Background: Hedrick, of Middletown, won a Pulitzer Prize in 1995 for her biography of Harriet Beecher Stowe, entitled Harriet Beecher Stowe: A Life, which Hedrick had spent 10 years researching and writing. She is also the author of The Oxford Harriet Beecher Stowe Reader, published in 1999, and Solitary Comrade: Jack London and His Work, published in 1982.
In addition to winning the Pulitzer, Hedrick has been the recipient of National Endowment for the Humanities Fellowships in both 1983 and 1998, and a Rockefeller Fellowship in 1983. She received her A.B. from Vassar College and her Ph.D. from Brown University.

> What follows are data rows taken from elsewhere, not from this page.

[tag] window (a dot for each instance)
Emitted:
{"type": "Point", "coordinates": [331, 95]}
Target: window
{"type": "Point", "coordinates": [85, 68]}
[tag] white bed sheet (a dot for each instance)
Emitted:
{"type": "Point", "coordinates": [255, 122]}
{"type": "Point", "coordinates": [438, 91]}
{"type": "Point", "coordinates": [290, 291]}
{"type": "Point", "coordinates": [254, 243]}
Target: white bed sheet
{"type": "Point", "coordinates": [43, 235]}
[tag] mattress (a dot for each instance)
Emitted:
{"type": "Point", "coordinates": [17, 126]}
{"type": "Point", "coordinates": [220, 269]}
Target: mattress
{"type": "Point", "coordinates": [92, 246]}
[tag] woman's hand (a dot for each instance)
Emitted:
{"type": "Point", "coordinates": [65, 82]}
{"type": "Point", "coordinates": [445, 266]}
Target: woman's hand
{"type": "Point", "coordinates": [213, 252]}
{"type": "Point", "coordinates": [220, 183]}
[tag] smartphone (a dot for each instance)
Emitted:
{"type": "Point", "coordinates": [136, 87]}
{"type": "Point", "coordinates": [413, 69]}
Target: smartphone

Hedrick, who joined the Trinity faculty in 1980, founded the College’s Women’s Studies Program and then worked to reconfigure it as the Women, Gender and Sexuality Program. In her teaching, her areas of specialty include the intersection of class, race, gender and sexuality; 19th and early 20th century American history; and feminist history.
Harriet Beecher Stowe, whose residence is a Hartford tourist attraction and whose abolitionist masterpiece, Uncle Tom’s Cabin, galvanized emotions in the North and South during the Civil War, was a gifted and complex woman whose career spanned 44 years. Stowe worked to alleviate the harsh physical realities that governed many women’s lives, among them epidemics, high infant mortality and disastrous medical practices. Hedrick’s book was the first full-scale biography of Harriet Beecher Stowe to be written in 50 years.
Also being honored April 9 are Michael Wilson, artistic director of the Hartford Stage; Gene Wilder of Stamford, an Emmy-Award winning actor who has appeared on Broadway, in movies and in television; and Vita West Muir, founder of the Litchfield Jazz Festival and executive and artistic director of Litchfield Performing Arts.
Each of the honorees will receive a statuette, sculpted by Connecticut artist David Boyajian, which is a replica of Randolph Roger’s large statute, “The Genius of Connecticut,” done in 1878. The original bronze “Genius” was created to sit atop the state Capitol but now stands in the north lobby of the Capitol.